L’agroéquipement enregistre une croissance de 38,6 % au 1er semestre

Raphaël Lecocq

Les usines française de tracteurs ont enregistré une hausse de leurs fabrication de 46 % au 1er semestre

Tous les voyants ou presque sont au vert, y compris celui de l’emploi. Seul clignotant : la crise économique et financière.

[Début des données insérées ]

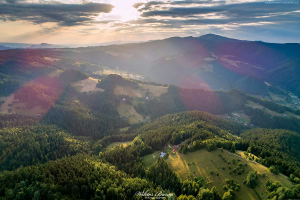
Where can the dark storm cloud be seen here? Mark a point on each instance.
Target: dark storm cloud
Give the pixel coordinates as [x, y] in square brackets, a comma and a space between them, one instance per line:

Avec un chiffre d’affaires de 2,32 Mds d’euros au 1er semestre, la filière agroéquipement fait mieux qu’au 1er semestre 2008, année qui avait battu le record d’activité de la décennie. C’est dire si la conjoncture est particulièrement bien orientée depuis le début de l’année. Comparée au 1er semestre 2010, la hausse est de 38,6 %. Dans ces conditions, on ne trouvera que des indicateurs orientés à la hausse, dans toutes les catégories de machines et dans tous les secteurs de production agricole : production totale (+ 40,4 %), production de tracteurs (+ 46 %),  immatriculations de tracteurs neufs (+ 20,9 %), exportations (+19,6 %), importations (+21,6 %). Tels sont quelques-un des chiffres communiqués par Axema, l’Union des industriels de l’agroéquipement, lors de sa traditionnelle conférence de presse d’automne.

L’emploi bénéficiaire

L’arboriculture et la production de légumes sont cependant affectées par des problèmes de rentabilité, qui pénalisent l’investissement. Dans le secteur de l’élevage, la situation est disparate. L’économie laitière est favorable et devrait se traduire par une augmentation des achats de matériels de traite en 2011. En viande, l’augmentation du coût de l’alimentation est préoccupante. Pour les industriels, l’augmentation du prix de matières premières, acier en tête, et les difficultés d’approvisionnement pour certains composants, ne facilitent pas la tâche. Grand classique, les délais de livraison font office de variable d’ajustement, ce qu’industriels et distributeurs cherchent à minimiser. Enfin en ce qui concerne l’emploi, l’impact de la production et des ventes à la hausse se traduit par une accélération des recrutements : + 82 chez les industriels au cours du 1er semestre. La croissance des effectifs, sensible aussi chez les distributeurs, devrait se poursuivre dans les six mois à venir. Aléas climatiques, évolutions des cours, les professionnels restent prudents et misent sur une conjoncture stable sinon légèrement positive pour 2011-2012. La crise économique et financière est une autre source d’incertitude.